Prendre un écrivain au pied de la lettre ? Quelle erreur ! A la fin du dernier tome de Mon combat (2009-2011 ; Denoël, 2012-2020), la gigantesque autobiographie qui l’a rendu mondialement célèbre, Karl Ove Knausgaard laissait entendre qu’il rendait son tablier. Plus une ligne, jamais ! La star norvégienne rentrerait à Malmö, où elle jouirait de sa retraite (« Je savourerai, je savourerai vraiment l’idée que je ne suis plus écrivain »). On pouvait comprendre cela après les millions de caractères alignés pendant des années, dans ce monstre fascinant de plus de 4 000 pages qu’est Mon combat. Mais il faut croire qu’il n’est pas si facile de « ne plus être écrivain ». En 2015-2016, quelques années après l’achèvement de Mon combat, Knausgaard publiait en Norvège une nouvelle série en quatre volets intitulée « Quatuor de saisons », dont le premier tome, En automne, nous arrive aujourd’hui.

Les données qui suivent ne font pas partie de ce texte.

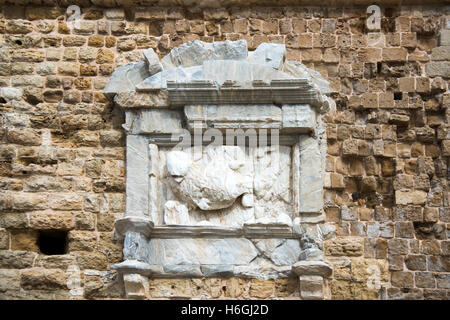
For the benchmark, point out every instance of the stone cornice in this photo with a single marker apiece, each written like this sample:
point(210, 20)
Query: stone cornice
point(216, 3)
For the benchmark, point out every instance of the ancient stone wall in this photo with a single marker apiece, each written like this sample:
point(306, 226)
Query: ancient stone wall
point(62, 149)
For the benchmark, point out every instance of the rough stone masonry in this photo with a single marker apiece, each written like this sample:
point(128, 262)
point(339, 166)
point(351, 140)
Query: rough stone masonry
point(62, 151)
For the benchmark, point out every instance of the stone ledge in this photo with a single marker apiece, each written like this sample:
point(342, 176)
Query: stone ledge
point(200, 271)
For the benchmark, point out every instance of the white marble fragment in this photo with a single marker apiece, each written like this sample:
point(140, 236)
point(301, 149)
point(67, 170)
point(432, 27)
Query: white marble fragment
point(8, 93)
point(270, 54)
point(153, 64)
point(125, 78)
point(194, 53)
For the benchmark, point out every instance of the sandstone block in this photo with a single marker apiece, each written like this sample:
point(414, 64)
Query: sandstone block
point(410, 197)
point(311, 287)
point(312, 268)
point(82, 241)
point(43, 279)
point(344, 247)
point(44, 220)
point(394, 54)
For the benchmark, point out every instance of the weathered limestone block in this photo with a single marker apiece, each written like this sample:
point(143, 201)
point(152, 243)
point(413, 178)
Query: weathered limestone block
point(11, 93)
point(410, 197)
point(234, 116)
point(438, 69)
point(43, 220)
point(311, 181)
point(125, 78)
point(311, 287)
point(136, 286)
point(312, 268)
point(298, 118)
point(344, 247)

Mais s’il est vrai que Knausgaard y renoue avec l’écriture, c’est pour – s’il est possible – s’approcher encore plus de la « vraie vie ». Celle, immédiate, invisible, triviale, méprisée qui nous entoure. Ainsi l’urine, les dents, un lit, des doigts, des boutons, des poux, des sacs-poubelle ou des boîtes de conserve deviennent-ils sous sa plume de formidables objets d’étude, d’admiration ou d’étonnement. Sa femme est enceinte et – c’est le prétexte du livre – il écrit à sa fille qui n’a pas encore vu le jour. Il veut lui décrire « le monde tel qu’il est, à chaque instant ». Celui qu’elle trouvera quand elle ne sera encore, comme l’une de ses sœurs avant elle, qu’un « tout petit bébé, glissant entre les mains, aussi lisse qu’un phoque ». Il veut s’obliger à voir ce qu’elle verra. « Le caractère fantastique de ce qui nous entoure est si facile à perdre de vue. »

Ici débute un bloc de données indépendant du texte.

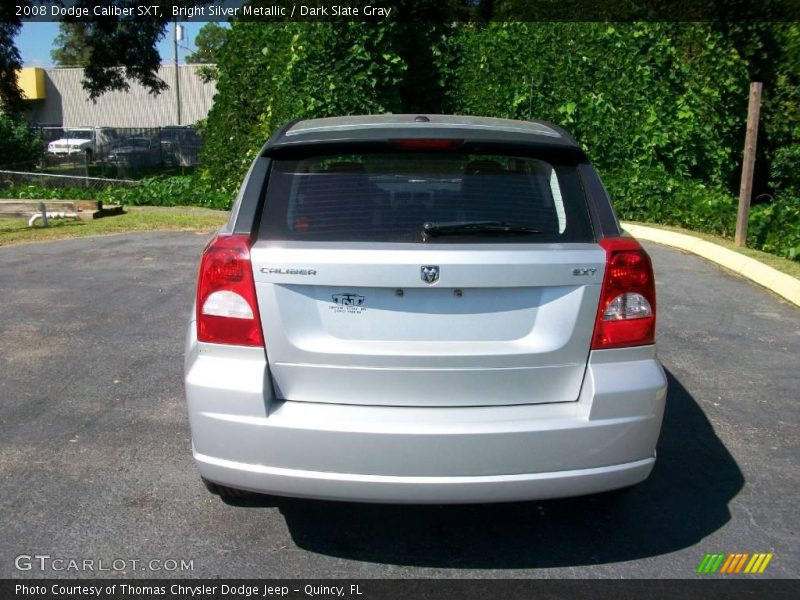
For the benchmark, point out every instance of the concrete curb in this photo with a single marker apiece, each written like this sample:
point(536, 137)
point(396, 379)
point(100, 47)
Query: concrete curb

La force étrange de l’amour paternel

Un exemple ? Elle régurgitera, comme disent les pédiatres. Knausgaard, lui, préfère parler à sa fille du vomi. Sans fard, presque comme un peintre abstrait. Il est capable de consacrer trois pages à ce liquide jaunâtre dont « la teinte peut aller du jaune pâle au marron clair et à laquelle s’ajoutent quelques taches de différentes couleurs, telles que du rouge ou du vert ». Cette substance « parfois d’un jaune orangé presque lumineux (…), quand elle se détache sur la porcelaine blanche et brillante des toilettes (…) pourrait se révéler relativement belle (…), pourtant elle n’est pas perçue comme telle », explique-t-il. Toujours brute et sans filtre, la description peut déboucher sur une ligne comique (sur « les substances corporelles que nous engendrons tous »), une digression philosophique (sur les critères du beau) ou une confidence de père (sur la force étrange de l’amour paternel face à ce qui est « moche, dégoûtant, répugnant ou affreux »).